The Malian military fell apart last year in the face of an uprising by ethnic Tuareg rebels who seized the country's vast arid north in the chaos following a March coup before losing control to well-armed Islamists.
The extremists terrorised locals with amputations and executions performed under their brutal interpretation of sharia Islamic law.
The French-led intervention quickly drove out the insurgents but significant pockets of resistance remain in the Ifoghas mountains as well as in the northern cities of Gao and Timbuktu.
The Tuareg National Movement for the Liberation of Azawad (MNLA) has abandoned its drive for independence in favour of helping France push out the Islamists but has refused to accept the possibility of any Malian troop presence in Kidal after returning to the northeastern desert city.

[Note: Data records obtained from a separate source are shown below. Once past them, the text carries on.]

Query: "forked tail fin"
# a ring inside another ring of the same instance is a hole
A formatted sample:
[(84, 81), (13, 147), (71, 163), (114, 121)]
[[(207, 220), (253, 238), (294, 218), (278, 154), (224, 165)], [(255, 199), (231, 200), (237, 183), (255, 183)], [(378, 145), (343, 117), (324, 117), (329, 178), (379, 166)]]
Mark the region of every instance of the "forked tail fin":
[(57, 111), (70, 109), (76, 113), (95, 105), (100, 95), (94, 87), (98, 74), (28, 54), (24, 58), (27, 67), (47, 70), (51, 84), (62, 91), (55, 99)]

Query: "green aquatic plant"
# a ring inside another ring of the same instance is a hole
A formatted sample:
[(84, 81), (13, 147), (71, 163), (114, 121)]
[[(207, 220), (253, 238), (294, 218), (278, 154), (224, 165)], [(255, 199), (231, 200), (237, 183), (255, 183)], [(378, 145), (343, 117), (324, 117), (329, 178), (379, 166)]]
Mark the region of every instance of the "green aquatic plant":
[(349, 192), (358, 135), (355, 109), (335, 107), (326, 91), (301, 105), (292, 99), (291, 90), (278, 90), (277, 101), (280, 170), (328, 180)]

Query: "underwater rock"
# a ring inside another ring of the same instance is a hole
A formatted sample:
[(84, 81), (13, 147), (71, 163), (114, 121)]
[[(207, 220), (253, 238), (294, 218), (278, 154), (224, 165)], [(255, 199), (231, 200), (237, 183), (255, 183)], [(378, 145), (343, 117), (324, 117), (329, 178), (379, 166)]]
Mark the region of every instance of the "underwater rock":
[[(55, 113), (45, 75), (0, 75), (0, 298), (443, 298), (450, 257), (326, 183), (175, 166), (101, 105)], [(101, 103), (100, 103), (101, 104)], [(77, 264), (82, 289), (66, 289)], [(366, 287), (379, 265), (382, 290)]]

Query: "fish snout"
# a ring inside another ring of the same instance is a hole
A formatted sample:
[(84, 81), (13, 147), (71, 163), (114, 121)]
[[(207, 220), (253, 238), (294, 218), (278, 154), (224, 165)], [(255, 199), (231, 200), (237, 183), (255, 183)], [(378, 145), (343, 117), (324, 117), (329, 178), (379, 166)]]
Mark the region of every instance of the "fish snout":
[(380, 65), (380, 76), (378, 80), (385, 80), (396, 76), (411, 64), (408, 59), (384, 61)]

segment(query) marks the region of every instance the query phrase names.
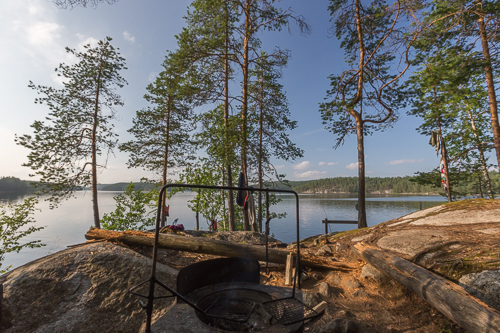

Fabius said the MNLA, which was accused by rights campaigners on Friday of committing atrocities against black Malians in Kidal, would have to accept renouncing its weapons as part of any peace process.
"When the time comes every group, the MNLA as much as any other armed group, will have to accept being confined and giving up its arms," Fabius told a press conference in the Malian capital Bamako.
France has announced the beginning of its troop withdrawal from Mali late April, with its deployment halving by late July and a UN peacekeeping force of more than 11,000 troops expected to deploy around the same time.
Fabius said the other objective of his visit was to encourage Mali's politicians to begin the process of reconciliation by holding elections in a country which remains riven by ethnic tension.
Mali has been in crisis since March last year when president Amadou Toumani Toure was overthrown by the military, who two weeks later handed over power to a transitional administration.
"We hope conditions will soon be in place to allow us to organise and complete these elections by July 31. It's a gamble but it is a strong commitment of the Malian government," Premier Diango Cissoko told reporters.
Fabius said the "policy decisions had already been taken" for a July poll which would begin the process of reconciliation.
"Technically and politically it is feasible" to have "a legally elected president in July", he added.
Analysts have voiced doubts over the possibility of a vote within such a tight timeframe because of the continued instability in the north and the problem of getting 400,000 people displaced by the conflict to the ballot box.
There are an estimated 175,076 Malian refugees in Algeria, Burkina Faso, Mauritania and Niger, including 37,530 people who have fled since January, according to United Nations figures.
But Moussa Sinko Coulibaly, the minister for territorial administration, said on Thursday Mali had asked neighbouring countries to ensure they would provide polling booths for Malian refugees.
"This election will not be absolutely perfect," a French diplomatic source conceded, adding that Paris and the international community were nevertheless relying on the ripple effect elections could have to advance reconciliation.